Trump violates policies meant to guard against financial conflicts of interests and pushes the bounds of nepotism.

He publicly humiliates his own staff and lies on an hourly basis.

He has no interest in (and seemingly no need for) study and preparation.

As someone whose decisions have the weight of the world virtually hanging in the balance, Trump reacts in ways attributed to Napoleon: “First we show up, then we figure out what to do next.”

Divide and Conquer

The terms “political correctness,” “politically correct,” and “PC” are pejorative rhetorical ploys to intimidate, discredit and outright dismiss the statements, policies and actions of the progressive left, generally. More specifically, to inhibit critical thinking and the challenging of societal inequalities.

They did this not only to maintain their own privileged status quo, but more importantly, to roll back advancements progressives have made to ensure that our nation lives up to its promise and potential of becoming “a more perfect union.”

Conservatives originally deployed the terms in the 1990s as a reactionary backlash to the critical multicultural and social justice educational movements in our schools, and against attempts to promote sensitivity of the numerous cultural traditions that make up the fabric of our nation.

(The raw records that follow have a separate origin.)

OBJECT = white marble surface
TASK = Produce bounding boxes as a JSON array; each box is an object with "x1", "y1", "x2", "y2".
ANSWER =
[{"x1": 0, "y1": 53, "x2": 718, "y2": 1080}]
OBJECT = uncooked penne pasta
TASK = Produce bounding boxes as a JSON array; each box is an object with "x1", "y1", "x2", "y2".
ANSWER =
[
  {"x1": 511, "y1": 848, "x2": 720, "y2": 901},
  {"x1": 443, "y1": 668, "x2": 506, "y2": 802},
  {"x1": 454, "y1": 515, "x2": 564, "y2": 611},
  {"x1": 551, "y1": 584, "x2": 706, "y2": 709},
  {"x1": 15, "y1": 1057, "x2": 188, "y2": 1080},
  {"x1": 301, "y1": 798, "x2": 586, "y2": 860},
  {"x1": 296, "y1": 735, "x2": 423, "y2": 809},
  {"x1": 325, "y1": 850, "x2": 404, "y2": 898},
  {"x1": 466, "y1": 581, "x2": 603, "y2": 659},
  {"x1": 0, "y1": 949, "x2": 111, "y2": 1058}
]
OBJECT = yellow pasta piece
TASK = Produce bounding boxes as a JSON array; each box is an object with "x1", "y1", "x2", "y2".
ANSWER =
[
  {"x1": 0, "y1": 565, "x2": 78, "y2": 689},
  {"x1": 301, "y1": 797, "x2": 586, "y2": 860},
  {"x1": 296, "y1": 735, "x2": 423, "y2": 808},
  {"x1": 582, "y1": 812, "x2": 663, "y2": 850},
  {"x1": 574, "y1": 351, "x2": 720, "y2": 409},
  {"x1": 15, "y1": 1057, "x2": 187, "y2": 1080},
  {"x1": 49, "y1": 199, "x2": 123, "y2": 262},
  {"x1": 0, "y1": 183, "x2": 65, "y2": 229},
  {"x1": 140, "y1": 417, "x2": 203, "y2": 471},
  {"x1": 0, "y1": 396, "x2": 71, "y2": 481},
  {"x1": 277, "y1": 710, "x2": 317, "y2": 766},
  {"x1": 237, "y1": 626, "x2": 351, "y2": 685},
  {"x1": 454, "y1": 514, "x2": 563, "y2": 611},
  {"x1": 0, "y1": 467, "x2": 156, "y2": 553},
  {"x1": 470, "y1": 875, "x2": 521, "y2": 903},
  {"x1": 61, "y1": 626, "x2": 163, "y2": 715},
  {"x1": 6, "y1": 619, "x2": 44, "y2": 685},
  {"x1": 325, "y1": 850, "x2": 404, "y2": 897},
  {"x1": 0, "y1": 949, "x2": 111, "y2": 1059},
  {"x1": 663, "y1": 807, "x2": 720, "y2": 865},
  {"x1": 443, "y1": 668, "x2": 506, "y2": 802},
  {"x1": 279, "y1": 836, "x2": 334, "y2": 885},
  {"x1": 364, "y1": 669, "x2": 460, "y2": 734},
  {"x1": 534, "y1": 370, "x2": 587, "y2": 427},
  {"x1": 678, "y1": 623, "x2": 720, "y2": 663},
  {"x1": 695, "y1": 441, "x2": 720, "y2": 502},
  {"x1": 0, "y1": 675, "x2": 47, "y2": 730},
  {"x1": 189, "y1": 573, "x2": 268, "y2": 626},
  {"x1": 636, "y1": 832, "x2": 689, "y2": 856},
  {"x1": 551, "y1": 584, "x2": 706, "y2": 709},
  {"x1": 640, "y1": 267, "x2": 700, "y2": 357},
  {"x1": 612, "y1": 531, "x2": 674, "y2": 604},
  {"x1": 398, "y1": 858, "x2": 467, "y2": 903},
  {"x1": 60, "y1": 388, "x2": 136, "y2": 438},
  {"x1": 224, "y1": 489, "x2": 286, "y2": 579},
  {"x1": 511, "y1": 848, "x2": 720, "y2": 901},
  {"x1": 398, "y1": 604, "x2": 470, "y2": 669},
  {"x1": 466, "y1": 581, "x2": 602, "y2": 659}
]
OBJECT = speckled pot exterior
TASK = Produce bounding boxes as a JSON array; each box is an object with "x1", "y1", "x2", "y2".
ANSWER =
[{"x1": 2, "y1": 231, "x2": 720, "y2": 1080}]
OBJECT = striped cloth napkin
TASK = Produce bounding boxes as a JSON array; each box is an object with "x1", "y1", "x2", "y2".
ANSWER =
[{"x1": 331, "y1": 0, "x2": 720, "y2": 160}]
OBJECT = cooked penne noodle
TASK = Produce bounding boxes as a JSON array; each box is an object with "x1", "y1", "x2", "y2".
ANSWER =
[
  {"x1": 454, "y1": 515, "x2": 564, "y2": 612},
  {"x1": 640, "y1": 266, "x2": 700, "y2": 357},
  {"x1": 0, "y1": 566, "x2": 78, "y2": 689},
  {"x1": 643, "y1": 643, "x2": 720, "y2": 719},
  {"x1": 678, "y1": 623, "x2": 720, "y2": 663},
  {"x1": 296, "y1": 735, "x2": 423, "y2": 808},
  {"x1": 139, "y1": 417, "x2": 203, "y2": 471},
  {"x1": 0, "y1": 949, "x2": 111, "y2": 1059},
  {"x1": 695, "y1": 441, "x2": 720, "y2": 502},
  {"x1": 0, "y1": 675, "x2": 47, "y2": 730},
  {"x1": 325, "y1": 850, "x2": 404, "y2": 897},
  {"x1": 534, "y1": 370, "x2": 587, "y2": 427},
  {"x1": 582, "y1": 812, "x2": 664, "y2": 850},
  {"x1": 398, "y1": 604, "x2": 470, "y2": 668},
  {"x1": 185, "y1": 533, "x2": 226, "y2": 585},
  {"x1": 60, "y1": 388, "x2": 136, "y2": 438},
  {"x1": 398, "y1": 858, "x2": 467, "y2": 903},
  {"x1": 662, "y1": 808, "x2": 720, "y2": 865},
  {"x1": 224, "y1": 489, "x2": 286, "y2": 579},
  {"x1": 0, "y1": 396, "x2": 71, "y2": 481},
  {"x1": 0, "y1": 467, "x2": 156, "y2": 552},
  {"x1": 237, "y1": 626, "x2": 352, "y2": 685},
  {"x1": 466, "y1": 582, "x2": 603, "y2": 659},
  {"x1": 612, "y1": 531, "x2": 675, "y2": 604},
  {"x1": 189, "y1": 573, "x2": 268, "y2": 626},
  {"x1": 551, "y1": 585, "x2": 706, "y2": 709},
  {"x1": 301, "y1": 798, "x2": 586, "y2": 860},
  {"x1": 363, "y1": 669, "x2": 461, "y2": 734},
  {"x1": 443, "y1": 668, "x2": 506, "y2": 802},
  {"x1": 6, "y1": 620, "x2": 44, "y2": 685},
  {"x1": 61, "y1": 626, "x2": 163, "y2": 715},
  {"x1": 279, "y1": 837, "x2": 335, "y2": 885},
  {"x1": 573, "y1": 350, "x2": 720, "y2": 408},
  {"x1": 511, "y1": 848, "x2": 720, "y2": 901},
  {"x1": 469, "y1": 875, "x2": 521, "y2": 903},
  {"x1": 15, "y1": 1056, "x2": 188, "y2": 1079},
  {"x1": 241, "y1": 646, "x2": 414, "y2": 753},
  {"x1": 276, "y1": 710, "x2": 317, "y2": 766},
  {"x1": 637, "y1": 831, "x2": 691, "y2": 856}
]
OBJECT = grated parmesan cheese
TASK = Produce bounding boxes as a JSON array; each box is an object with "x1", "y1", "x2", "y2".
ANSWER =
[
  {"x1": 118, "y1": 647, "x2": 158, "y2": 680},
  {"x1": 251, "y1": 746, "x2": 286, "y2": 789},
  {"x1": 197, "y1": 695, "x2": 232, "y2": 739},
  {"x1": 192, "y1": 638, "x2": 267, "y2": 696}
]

These educational movements stood as a contradiction to the so-called “neoliberal” era of standardization, corporatization, globalization, privatization, and deregulation of the business, banking and corporate sectors.

Jenkinson investigated instances of censorship and book banning across the U.S. He found a number of reasons individuals and organizations cited when challenging school- and public library-based books and other curricular materials.

Among the most often used justification: “Any assignments that encourage or teach critical thinking skills.”

A basic tenet in critical multiculturalism and social justice education is social reconstructionist or transformational education in which the educator’s role is to help prepare future citizens to reconstruct society to better serve the interests of all groups of people, and to transform society toward greater equity for all.

Fascist Regimes

During the late 1940s, researchers, led by Theodor W. Adorno, studied the historical conditions that paved the way for the rise of fascist regimes in the 1930s, World War II and the Holocaust. The study theorized about individuals who supported the growth of fascism.

The study also suggested that people of a certain personality type, which they labeled the “authoritarian personality,” were most disposed to extremism, in this case, those most susceptible to believing anti-Jewish propaganda and anti-democratic political philosophies.

They suspended their autonomy and freedom for the promise of going back to a future reminiscent of a (mythic) idealistic past of economic, political, social, cultural, and personal security, where their “ingroup” won and led, and those “outgroups” served obediently and acquiesced to “ingroup” needs and demands.

This is what Donald Trump represents.

Those who automatically throw “political correctness” into the debate, however, often do so because they lack the evidence, the specificity, or the nuance of any given topic under discussion.

I encourage us to embrace the acronym “PC,” and to practice the skill of treating all people with proper courtesy.

Remember that when people use the terms “political correctness,” “politically correct,” or “PC” in arguments, they have lost the debate because they do not have the facts.